= August Nitschke =

German historian (1926–2019)

August Nitschke (September 18, 1926 – September 2, 2019) was a German historian and co-founder of the Historical anthropology movement.

== Life ==
August Nitschke was the eldest son of the pediatrician Halle Alfred Nitschke (1898–1960) and the physician Maria Nitschke (1897–1991).

He grew up in Hamburg, Berlin, and Halle an der Saale. After his military service, he studied in Göttingen. There, he was awarded a doctorate in 1951. From 1950 to 1952 he worked as a tutor and assistant at the Leibniz College. Soon after, he received a grant from the German Research Foundation which enabled him to work for three years in Rome, where he edited the medieval chronicle at Saba Malaspina.

He was the first historian to go to the then TH Stuttgart after the war. There he published the "Propyläen Weltgeschichte"[de], an anthropological treatise, with Golo Mann.

He taught at the Historical Institute of the University of Stuttgart, which he co-founded in 1960. The establishment of the “History” and “History of Science and Technology” courses can be traced back to his work. In 1968/69 he was Dean of the then "Faculty for natural sciences and humanities", in 1970/71 and 1978/79 he served as vice-rector and temporarily took over the office of rector. In these functions and as a long-term member of the Senate, he strongly advocated the expansion of the Technical University of Stuttgart into a full university. For the SDR he designed the series Funkkolleg Geschichte (1979) and Funkkolleg Jahrhundertwende (1988). In 1987 he worked as a visiting scholar at the Wissenschaftskolleg zu Berlin, 1991/92 at the Center for Interdisciplinary Research at Bielefeld University and followed invitations to the US, Japan and China.

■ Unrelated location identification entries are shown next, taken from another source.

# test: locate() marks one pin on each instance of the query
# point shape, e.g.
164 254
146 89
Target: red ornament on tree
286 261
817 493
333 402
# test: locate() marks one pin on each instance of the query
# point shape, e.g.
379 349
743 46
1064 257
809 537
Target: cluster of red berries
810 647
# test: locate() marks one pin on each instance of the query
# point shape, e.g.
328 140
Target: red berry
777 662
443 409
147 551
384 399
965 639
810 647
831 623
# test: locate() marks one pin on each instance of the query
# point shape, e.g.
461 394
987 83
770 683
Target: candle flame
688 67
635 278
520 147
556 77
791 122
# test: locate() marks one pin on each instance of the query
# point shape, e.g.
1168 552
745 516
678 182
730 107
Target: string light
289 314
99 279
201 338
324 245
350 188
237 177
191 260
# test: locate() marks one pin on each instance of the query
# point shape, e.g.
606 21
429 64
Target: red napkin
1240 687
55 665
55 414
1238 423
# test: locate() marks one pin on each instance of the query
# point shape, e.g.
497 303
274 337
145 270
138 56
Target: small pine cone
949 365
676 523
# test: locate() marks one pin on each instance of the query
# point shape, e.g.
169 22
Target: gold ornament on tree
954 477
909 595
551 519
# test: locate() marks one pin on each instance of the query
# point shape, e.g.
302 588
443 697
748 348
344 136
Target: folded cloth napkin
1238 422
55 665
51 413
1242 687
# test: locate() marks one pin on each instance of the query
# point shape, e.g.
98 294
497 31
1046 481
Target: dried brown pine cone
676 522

August Nitschke was awarded the Federal Cross of Merit on October 17, 1986, for his services to historical research at home and abroad, especially for the organization of the International Congress of Historians in Stuttgart together with Eberhard Jäckel in 1980. Nitschke's students and employees included Dieter R. Bauer, Johannes Burkhardt, Henning Eichberg, Ekkehard Eickhoff, Andreas Kalckhoff, Sönke Lorenz, Harald Kleinschmidt, Tilman Struve, Wolfgang Stürner and Johannes Zahlten. After his retirement on September 30, 1994, he continued to work in various academic and journalistic fields, including the Northeastern University in Shenyang.

== Research ==

=== Dialogue with the natural sciences ===
Nitschke's early works were from the era of the investiture controversy, Staufer Sicily, and source studies of the 13th century. Together with Golo Mann, he published the "Propylaea World History" from 1960 to 1964. Working at a university with a focus on engineering led him to ask about the historical conditions of scientific knowledge and technical action. For decades he has successfully sought dialogue with the natural and engineering sciences. This resulted in cooperation in the form of joint courses, conferences and publications. With two radio colleges on the methodology of historical research and on the culture of the turn of the century (1900) Nitschke reached a broad public.

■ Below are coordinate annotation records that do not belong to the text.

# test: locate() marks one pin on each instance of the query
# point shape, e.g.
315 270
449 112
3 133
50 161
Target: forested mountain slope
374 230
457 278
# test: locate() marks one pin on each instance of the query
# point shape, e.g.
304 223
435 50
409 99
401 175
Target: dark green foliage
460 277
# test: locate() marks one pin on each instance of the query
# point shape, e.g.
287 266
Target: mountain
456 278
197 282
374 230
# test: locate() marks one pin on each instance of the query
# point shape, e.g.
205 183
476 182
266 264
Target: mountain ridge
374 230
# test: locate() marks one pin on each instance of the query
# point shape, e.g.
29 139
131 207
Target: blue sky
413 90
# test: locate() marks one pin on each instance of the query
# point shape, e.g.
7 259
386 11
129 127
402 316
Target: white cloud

=== Historical behavior research ===
His efforts to achieve methodical communication with the natural sciences led him to "historical behavior research", which later led to "historical anthropology". In doing so, he focused on the historical change in physical and space-oriented behavior as a mirror of social and political change. The observation and description of human behavior beyond intentions, justifications and so-called worldviews should make historical processes measurable in a certain way. As fields of observation he mainly used art, dance, sports, games, descriptions of nature and fairy tales. Pioneering works in this direction are:
- “Knowledge of nature and political action in the Middle Ages. Body, Movement, Space ”(1967)
- “ Art and Behavior. Analogue configurations ”(1975)
- “ Historical behavior research. Analyzes of social behavior ”(1981)
- “ Questions in historical anthropology ”(1984)
- “ Bodies in motion. Gestures, dances and spaces in the course of history ”(1989).

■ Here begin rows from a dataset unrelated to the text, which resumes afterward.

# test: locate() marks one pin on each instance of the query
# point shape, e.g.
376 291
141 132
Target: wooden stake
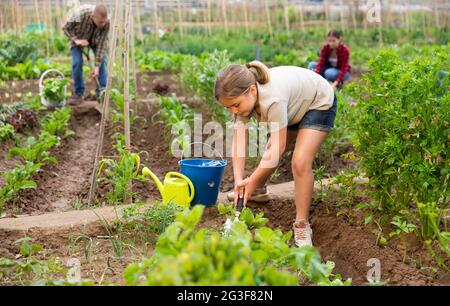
245 5
180 19
341 15
155 18
224 16
208 14
269 22
352 13
327 15
105 106
302 17
286 16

=== History of mentality with an interdisciplinary approach ===
Part of this approach to natural science was that on the one hand he made the methods of biological behavior research fruitful for the science of history and, on the other hand, wanted it to benefit from the insights of ethnology. In the ways of life and ways of thinking of indigenous peoples, he recognized an approach particularly to the older epochs of European history. In it he met with similar efforts of the French mentality research (mentality history) for the magazine "Annales". Like his colleagues, the study of non-European history and intercultural comparison has always been a strong research concern for him.